There used to be a term ‘Business Analyst’ for a relatively junior product person, and who’s apprenticing, and aspiring to become a product manager. Along the way, at some point that term went out of favor. Enter ‘Product Owner.’ Agile industrial complex in full swing?
Apparently, a Product Owner (PO) is a separate entity from Product Manager (PM). PO works closely with the developers and the agile team. Among other things, they are responsible for grooming user stories, preparing acceptance criteria, and validating the stories at completion.
Active participation in the product discovery process
Apart from a confusing name, the functions of that PO role are okay. There’s a need to “write” the requirements in a tool of choice (say, Jira). But, my pet peeve is, how are they arriving at those requirements? The answer I hear is that’s the role of the product manager.
I’ve written about product discovery and the dire need to improve the product game in that area. You, as a PM, need to understand the real needs of the customer — empathy interviews. Also, a PM leads discussions on prioritizing features based on impact. Which means, by delivering X (feature) helps Y (a customer segment, expanding TAM, etc.). Even more important is an articulation of why a customer is hiring your product. See JTBD and Job Stories.
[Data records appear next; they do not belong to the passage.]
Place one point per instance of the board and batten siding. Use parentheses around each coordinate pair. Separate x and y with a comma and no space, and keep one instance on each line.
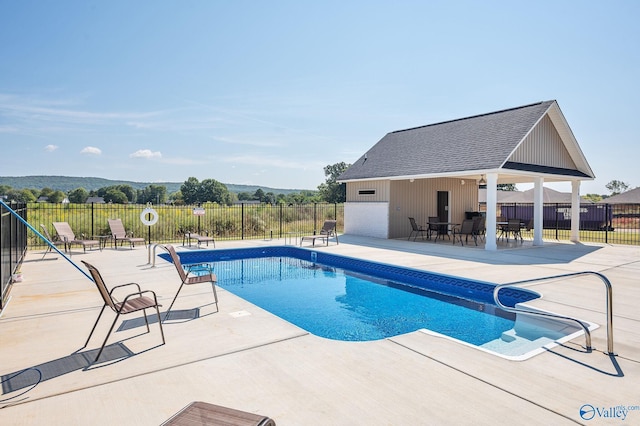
(385,214)
(368,191)
(419,199)
(543,146)
(369,219)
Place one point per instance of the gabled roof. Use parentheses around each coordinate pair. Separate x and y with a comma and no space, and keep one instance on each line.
(469,146)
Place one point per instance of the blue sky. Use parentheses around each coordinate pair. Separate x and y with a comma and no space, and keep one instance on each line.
(268,93)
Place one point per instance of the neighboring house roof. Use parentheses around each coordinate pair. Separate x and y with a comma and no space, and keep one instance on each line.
(474,146)
(548,196)
(630,197)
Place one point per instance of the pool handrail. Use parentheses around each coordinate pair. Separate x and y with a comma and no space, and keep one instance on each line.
(587,332)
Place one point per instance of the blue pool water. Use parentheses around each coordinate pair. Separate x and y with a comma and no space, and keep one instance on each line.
(354,300)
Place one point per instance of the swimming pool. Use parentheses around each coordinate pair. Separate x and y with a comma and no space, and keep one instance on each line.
(350,299)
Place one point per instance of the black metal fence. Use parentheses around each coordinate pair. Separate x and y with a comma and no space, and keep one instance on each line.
(599,222)
(13,245)
(241,221)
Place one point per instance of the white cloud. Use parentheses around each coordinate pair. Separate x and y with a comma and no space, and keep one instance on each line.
(146,153)
(91,150)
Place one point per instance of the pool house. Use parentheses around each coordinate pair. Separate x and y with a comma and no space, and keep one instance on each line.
(437,170)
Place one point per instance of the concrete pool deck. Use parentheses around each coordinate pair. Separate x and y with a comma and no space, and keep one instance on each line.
(245,358)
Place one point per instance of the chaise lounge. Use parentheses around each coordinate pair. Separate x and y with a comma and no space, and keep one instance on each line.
(328,230)
(65,234)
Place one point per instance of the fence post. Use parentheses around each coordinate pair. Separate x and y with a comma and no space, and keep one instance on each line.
(556,224)
(608,223)
(315,217)
(280,235)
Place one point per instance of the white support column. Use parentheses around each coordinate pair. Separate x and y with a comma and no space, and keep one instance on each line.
(575,211)
(538,210)
(492,199)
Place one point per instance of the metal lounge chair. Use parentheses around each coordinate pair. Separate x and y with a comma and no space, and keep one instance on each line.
(132,302)
(204,274)
(202,413)
(416,229)
(65,234)
(118,233)
(328,230)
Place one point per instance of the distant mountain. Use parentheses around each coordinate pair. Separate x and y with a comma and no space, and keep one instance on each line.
(68,183)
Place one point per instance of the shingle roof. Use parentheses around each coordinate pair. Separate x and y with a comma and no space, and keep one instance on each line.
(481,142)
(548,196)
(630,197)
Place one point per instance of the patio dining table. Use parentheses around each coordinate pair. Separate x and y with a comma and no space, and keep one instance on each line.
(442,225)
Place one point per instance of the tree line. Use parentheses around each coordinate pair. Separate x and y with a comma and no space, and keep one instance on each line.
(192,191)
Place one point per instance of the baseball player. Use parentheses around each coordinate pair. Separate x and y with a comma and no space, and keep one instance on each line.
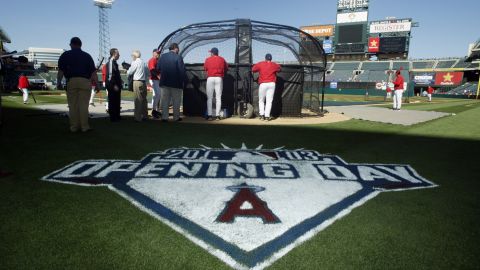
(430,91)
(23,86)
(267,77)
(92,95)
(155,83)
(216,67)
(398,90)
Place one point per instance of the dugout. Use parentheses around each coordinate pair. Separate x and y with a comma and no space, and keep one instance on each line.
(242,43)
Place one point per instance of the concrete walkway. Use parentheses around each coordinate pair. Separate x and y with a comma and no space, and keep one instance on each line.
(97,111)
(384,115)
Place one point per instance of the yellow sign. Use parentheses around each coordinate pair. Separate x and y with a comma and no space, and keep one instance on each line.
(318,30)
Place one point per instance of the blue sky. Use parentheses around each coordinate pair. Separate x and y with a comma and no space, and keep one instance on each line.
(446,27)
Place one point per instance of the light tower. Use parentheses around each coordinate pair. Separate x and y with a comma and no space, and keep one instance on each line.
(103,28)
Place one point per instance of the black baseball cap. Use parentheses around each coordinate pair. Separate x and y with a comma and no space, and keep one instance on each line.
(76,41)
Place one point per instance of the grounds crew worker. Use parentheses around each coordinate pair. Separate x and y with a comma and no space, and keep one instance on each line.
(267,77)
(216,67)
(430,91)
(398,90)
(139,70)
(23,86)
(113,83)
(155,83)
(78,68)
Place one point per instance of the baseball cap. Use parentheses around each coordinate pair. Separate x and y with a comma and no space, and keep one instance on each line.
(214,50)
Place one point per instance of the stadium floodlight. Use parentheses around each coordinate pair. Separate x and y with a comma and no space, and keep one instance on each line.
(103,3)
(103,27)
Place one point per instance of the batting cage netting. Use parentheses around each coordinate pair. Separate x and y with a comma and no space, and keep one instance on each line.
(242,43)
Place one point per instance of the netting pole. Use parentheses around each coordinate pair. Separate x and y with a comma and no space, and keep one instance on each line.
(478,85)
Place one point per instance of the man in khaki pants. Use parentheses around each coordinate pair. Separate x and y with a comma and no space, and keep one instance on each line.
(139,70)
(78,68)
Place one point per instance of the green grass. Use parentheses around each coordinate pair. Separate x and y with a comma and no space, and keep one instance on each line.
(56,226)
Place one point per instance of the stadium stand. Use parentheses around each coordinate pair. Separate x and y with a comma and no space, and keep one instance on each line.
(376,66)
(346,65)
(422,64)
(445,64)
(396,65)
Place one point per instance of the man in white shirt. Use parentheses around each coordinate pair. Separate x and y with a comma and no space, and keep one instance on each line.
(139,70)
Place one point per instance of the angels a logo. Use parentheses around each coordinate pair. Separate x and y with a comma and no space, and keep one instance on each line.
(248,207)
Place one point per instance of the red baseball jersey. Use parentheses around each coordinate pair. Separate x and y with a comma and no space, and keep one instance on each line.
(152,65)
(23,82)
(215,66)
(267,71)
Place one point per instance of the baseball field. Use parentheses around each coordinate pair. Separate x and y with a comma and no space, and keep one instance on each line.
(46,225)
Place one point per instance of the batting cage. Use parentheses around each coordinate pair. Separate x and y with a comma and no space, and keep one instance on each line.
(243,42)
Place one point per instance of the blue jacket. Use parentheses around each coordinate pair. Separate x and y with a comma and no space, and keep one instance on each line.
(172,70)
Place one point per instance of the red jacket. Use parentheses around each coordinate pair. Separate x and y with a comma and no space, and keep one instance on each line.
(23,82)
(152,65)
(104,73)
(398,83)
(215,66)
(267,71)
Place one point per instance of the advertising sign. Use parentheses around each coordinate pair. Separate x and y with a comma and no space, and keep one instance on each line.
(390,26)
(424,78)
(327,46)
(373,45)
(319,30)
(448,78)
(351,17)
(393,44)
(351,4)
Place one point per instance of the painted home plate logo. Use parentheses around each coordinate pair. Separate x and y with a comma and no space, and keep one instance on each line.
(248,207)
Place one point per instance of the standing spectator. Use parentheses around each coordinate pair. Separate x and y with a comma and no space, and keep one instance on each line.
(92,95)
(139,71)
(172,78)
(113,83)
(398,90)
(104,78)
(267,77)
(154,82)
(78,68)
(23,86)
(216,67)
(430,91)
Without enough insights or participating actively in the discovery process, a PO will be constantly chasing their PM for answers. Moreover, not having deep enough understanding — their confidence in doing their job will suffer.
As you can see, there’s a clever distinction here: someone who helps with agile ceremonies is a Product Owner, and someone who is doing higher order functions as a Product Manager. False distinction.
Product Owner is a role in an agile team setting
A Product Owner is a Product Manager, period. When they’re in a team setting — insert your favorite process: scrum, kanban — they play a role called Product Owner. This is not necessarily two people. Yes, they may need assistance to help groom the stories, and writing them in the tools. But that need should not arbitrarily split one role to PM and PO.
In essence, I’m arguing PO and PM are the same functions — PO as a subset of PM. A Product Manager plays the role of PO in an agile setting, and they have a continuum of knowledge from discovery to prioritization to execution. You may need to be creative in carving out which areas of a product a PM is responsible for, so that one PM is not overwhelmed.
In addition, when you’re hiring, look for a Product Manager and not a Product Owner.